The Super Bowl Halftime Show

It reflected the music of the players as opposed to the owners.

If you search online you will find three responses to Sunday's Super Bowl Dre extravaganza:

1. Best Super Bowl halftime show ever!

2. Okay, good to see hip-hop, it's about time, but do all the acts have to be twenty or thirty years past their prime?

3. Horrid. I turned it off.

I found the Super Bowl surprisingly flat.

In truth, football is fading, to be replaced by esports. The only people who don't know this is are those involved in it. And that number continues to decrease. Too many parents don't want their kids' lives shortened.

And football has very little action. Video games are all action.

Football requires physicality, as result of genes and training. ANYBODY can participate in esports.

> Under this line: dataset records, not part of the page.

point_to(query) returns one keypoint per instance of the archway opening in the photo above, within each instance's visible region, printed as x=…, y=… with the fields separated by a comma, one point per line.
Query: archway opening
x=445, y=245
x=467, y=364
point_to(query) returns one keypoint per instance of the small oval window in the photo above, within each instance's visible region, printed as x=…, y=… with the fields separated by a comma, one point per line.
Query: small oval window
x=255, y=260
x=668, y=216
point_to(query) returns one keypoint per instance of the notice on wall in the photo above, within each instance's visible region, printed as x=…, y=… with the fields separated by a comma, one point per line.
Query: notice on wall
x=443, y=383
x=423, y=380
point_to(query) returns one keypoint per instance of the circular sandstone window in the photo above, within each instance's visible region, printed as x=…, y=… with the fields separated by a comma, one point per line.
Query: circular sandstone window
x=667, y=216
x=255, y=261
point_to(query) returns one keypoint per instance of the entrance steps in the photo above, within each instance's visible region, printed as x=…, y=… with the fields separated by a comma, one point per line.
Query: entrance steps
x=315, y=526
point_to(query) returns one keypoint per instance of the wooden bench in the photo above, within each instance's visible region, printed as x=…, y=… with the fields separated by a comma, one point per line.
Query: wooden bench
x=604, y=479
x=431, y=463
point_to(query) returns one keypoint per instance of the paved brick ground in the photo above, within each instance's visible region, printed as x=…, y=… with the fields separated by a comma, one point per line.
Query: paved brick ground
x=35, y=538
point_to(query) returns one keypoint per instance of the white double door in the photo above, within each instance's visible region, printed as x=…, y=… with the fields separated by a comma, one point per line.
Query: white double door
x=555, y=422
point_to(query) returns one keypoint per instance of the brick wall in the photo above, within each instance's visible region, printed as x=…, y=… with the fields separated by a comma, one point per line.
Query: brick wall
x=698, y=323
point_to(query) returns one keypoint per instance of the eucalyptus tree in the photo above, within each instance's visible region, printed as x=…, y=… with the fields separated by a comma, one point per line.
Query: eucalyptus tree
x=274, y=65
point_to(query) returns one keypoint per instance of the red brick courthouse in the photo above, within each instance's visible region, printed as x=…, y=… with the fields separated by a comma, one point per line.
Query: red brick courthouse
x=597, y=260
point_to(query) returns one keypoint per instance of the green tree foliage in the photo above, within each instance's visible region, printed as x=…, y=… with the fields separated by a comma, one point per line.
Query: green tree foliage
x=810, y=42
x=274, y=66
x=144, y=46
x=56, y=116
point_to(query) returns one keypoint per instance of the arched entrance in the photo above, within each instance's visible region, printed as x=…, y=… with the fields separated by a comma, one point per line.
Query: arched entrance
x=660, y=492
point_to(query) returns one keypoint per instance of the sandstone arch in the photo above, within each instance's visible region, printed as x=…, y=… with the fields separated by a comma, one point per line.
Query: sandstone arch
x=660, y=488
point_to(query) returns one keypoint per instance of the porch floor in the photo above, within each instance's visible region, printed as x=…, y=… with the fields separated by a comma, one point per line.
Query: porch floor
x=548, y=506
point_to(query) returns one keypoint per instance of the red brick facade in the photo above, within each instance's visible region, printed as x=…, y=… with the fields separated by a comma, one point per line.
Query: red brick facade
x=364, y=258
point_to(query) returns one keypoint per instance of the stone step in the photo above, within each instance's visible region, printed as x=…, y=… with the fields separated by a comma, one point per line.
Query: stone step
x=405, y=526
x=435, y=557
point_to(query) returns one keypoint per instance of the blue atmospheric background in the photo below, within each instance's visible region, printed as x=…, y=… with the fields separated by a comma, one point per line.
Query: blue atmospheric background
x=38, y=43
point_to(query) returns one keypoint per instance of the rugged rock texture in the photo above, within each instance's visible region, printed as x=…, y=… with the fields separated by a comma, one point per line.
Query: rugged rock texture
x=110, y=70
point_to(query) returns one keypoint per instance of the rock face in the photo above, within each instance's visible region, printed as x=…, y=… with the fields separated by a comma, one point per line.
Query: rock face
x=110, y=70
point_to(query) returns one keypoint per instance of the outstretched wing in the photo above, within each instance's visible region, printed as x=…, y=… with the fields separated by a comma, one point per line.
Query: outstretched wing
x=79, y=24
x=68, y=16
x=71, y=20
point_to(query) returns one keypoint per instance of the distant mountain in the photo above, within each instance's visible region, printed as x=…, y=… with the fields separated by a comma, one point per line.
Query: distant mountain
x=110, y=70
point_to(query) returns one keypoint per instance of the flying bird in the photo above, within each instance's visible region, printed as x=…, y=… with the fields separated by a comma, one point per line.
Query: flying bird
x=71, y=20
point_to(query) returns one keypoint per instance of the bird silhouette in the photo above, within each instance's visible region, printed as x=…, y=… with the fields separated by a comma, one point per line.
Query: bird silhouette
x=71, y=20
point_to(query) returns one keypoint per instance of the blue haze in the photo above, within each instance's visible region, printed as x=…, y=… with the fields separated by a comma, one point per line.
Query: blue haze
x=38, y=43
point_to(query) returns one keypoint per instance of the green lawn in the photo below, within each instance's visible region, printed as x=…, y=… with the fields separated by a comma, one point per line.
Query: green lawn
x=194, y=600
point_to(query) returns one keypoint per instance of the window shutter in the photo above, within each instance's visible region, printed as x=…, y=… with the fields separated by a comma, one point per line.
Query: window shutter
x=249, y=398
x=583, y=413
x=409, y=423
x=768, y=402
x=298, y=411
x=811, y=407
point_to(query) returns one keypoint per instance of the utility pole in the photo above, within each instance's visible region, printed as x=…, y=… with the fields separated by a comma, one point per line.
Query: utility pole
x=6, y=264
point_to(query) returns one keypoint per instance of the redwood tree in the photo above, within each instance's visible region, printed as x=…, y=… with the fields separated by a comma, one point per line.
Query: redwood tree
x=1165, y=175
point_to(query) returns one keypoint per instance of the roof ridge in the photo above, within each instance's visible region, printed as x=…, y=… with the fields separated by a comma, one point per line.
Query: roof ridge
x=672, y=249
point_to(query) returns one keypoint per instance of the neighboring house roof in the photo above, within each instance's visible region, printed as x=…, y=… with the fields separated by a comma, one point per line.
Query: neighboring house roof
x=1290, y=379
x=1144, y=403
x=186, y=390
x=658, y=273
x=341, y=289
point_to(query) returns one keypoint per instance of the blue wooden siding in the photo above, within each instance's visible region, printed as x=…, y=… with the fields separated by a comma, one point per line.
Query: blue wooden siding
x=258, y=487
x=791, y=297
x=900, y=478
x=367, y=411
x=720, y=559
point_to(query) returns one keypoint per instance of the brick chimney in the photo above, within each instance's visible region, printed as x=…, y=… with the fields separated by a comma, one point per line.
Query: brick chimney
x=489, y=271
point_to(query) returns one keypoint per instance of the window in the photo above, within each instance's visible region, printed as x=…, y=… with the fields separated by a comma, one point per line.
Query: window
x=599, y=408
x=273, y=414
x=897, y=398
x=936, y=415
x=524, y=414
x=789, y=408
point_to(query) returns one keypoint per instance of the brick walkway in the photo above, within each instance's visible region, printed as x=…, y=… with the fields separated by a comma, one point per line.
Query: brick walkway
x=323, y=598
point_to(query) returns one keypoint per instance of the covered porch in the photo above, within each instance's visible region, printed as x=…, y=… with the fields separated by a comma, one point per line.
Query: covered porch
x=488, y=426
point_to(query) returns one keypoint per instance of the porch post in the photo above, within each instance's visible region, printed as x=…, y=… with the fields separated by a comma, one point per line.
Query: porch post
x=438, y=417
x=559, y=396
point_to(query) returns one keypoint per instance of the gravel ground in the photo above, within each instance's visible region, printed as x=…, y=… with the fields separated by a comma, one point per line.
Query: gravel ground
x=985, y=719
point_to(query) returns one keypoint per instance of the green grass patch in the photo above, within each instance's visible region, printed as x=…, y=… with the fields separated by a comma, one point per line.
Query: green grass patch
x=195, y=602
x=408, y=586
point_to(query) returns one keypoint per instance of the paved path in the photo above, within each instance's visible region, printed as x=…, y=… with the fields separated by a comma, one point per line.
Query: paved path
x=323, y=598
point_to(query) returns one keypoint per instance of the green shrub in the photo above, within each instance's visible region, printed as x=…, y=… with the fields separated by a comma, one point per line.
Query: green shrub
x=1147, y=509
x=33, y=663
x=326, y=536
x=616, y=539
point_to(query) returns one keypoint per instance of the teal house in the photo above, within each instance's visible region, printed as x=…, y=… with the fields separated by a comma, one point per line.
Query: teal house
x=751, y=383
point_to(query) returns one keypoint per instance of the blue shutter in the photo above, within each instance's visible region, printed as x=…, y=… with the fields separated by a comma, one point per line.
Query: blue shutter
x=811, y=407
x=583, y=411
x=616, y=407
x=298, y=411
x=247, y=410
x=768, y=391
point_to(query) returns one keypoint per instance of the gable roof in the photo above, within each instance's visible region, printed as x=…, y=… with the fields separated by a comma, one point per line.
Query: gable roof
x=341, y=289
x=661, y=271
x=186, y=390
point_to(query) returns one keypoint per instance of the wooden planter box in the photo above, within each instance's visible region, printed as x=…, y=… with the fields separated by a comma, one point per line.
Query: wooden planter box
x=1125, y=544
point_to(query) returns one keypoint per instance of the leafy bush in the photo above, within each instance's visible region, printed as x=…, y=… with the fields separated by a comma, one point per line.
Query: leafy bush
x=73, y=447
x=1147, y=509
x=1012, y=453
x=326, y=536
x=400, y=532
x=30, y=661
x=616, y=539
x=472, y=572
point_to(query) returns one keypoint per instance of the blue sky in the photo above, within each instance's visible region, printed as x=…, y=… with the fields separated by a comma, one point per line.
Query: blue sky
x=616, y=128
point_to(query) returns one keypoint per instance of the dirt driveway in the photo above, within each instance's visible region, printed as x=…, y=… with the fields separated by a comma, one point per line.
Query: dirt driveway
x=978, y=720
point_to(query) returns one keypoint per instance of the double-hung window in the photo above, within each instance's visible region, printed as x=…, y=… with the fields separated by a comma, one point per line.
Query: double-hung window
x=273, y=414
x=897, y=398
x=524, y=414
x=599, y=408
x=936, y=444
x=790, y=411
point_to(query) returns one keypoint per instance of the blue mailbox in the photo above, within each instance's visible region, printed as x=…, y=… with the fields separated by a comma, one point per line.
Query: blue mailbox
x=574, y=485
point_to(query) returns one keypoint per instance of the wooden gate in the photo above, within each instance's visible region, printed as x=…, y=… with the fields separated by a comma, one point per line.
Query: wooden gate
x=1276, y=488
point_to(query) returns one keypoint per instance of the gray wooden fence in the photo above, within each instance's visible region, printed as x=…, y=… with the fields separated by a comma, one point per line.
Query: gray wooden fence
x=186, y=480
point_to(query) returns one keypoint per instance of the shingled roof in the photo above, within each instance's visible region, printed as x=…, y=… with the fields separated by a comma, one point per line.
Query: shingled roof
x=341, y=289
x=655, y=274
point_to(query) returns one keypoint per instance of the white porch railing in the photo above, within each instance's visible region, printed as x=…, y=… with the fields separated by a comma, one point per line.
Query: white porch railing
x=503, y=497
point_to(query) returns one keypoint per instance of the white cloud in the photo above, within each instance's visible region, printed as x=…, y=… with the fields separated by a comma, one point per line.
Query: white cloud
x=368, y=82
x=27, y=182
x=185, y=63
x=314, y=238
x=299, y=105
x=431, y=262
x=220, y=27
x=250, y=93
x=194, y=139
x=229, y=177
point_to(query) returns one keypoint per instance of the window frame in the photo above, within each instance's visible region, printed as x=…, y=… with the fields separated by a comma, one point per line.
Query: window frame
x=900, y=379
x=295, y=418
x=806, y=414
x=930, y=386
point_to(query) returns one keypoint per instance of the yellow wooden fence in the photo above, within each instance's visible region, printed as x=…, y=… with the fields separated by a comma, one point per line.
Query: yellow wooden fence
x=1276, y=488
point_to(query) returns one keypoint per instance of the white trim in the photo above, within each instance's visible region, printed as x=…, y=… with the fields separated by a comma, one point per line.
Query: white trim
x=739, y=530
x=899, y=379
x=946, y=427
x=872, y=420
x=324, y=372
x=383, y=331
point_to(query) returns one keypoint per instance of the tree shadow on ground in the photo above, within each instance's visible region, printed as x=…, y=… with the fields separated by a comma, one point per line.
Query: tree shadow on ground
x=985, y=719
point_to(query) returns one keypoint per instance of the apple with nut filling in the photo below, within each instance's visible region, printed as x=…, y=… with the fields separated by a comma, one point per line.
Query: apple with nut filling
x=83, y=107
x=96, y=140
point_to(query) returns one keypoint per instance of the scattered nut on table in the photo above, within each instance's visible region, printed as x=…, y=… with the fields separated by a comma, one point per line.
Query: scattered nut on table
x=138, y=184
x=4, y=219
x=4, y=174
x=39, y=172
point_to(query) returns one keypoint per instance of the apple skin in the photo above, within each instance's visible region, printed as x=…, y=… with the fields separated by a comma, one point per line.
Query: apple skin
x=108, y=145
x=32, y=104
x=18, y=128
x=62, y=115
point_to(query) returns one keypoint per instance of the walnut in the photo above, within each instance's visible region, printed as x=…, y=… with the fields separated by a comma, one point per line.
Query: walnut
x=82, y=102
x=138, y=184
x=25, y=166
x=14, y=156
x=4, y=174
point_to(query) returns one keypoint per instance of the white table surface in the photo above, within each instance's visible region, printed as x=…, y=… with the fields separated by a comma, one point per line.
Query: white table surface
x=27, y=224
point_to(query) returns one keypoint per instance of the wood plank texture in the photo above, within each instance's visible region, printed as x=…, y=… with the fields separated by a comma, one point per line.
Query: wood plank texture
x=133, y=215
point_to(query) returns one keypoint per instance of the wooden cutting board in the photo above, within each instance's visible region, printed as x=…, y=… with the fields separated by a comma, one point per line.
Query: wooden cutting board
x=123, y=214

It's fascinating to watch the boomer generation run its institutions off the rails. The Oscars announced a fan award will be decided on TWITTER! That's so 2012. When people watched the show and live-tweeted. The only people who still do that are those who've got an interest in the movie business, the scribes, everybody else doesn't care. Twitter is for news diehards and oldsters. Youngsters are on TikTok.

And what is the essence of TikTok? PARTICIPATION!

Everybody wants to play. Which is the democratic leveling that contributes to the growth of the aforementioned esports. If you want to draw attention to your enterprise, you've got to let the public participate.

I laud the ability of an outsider to present an Oscar, but if the Academy really desired excitement, they'd offer a role in a movie! That's right, the person with the best TikTok clip referencing an Oscar nominee gets a role in a film next year. In a Spielberg movie. Or Michael Bay. Or Spider-man. A SPEAKING ROLE! Yup, not just an extra. Give them a line. Or two. That anybody can do. Believe me, the TikTok generation will tune in to find out who won.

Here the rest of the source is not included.